CVF can be difficult to visualize, Schwartz and colleagues wrote in a report published April 18 in JAMA Neurology. Typically, CT myelography or MRI are used to diagnose lower than normal fluid pressure in the skull (spontaneous intracranial hypotension) -- and thus CVF -- but these modalities don't necessarily identify the site of the fistula, which can be found anywhere along the axis of the central nervous system and is usually no more than 1 mm to 2 mm wide, the group explained. Photon-counting CT could thus allow for accurate diagnosis of CVF, which is typically treated with epidural blood patches.

In this particular application, the goal of the imaging was to see a very tiny -- perhaps smaller than 1 mm -- connection of the cerebrospinal fluid to the extrathecal space, which in this specific case, is a vein, Schwartz told AuntMinnie.com. These fistulas or leaks are detected by injecting contrast into the spinal canal, usually via lumbar puncture, and then acquiring myelography images on CT.

"Patients often have to be imaged repeatedly in different positions such as lying on their left side and then their right side so the contrast shows where the cerebrospinal fluid is leaving the thecal sac," she noted. "[Photon-counting CT] provides both higher spatial (0.2 mm vs 0.6 mm on most other CTs) and contrast resolution, so these tiny connections can be seen more easily or in this case at all."

Schwartz believes this image was well-received because it shows a very compelling use case for this new technology of photon counting in a disease that is still in the process of being understood.

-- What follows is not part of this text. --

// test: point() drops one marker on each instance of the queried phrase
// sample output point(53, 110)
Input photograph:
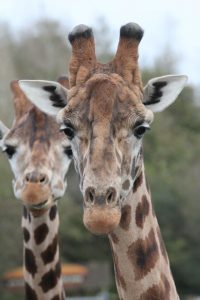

"Many people might have heard that photon-counting CT is a new imaging technique but not have had the opportunity to actually see images from such a CT scanner," she said. "I think this case can help give people an idea of how the new technology can be applied. The patient population that suffers from spontaneous intracranial hypotension still faces many challenges in getting diagnosed and treated and that is in large part because our current imaging methods are not able to show enough detail."

There are many areas of active research in which photon-counting CT can be applied, she continued. The increased spatial resolution may help detect tumors and metastases at earlier stages or help with more precise staging, which may have immediate impact on treatment and survival for many patients. In addition, photon-counting CT has higher contrast resolution and can be used to lower radiation dose for most patients without losing image quality, which is especially important in children. For patients with larger bodies, it offers the potential to keep radiation dose the same but produces much better image quality, which may ultimately lead to better diagnostic capabilities.

Schwartz's team plans to continue investigating photon-counting CT in as many applications as possible. The group is currently working on quantifying the benefit of using the technology in myelograms of patients with spontaneous intracranial hypotension through automated image analysis and reader studies.

"We are excited to explore other applications in neuroradiology and our abdominal section is very actively involved in research using photon-counting CT, too," she said.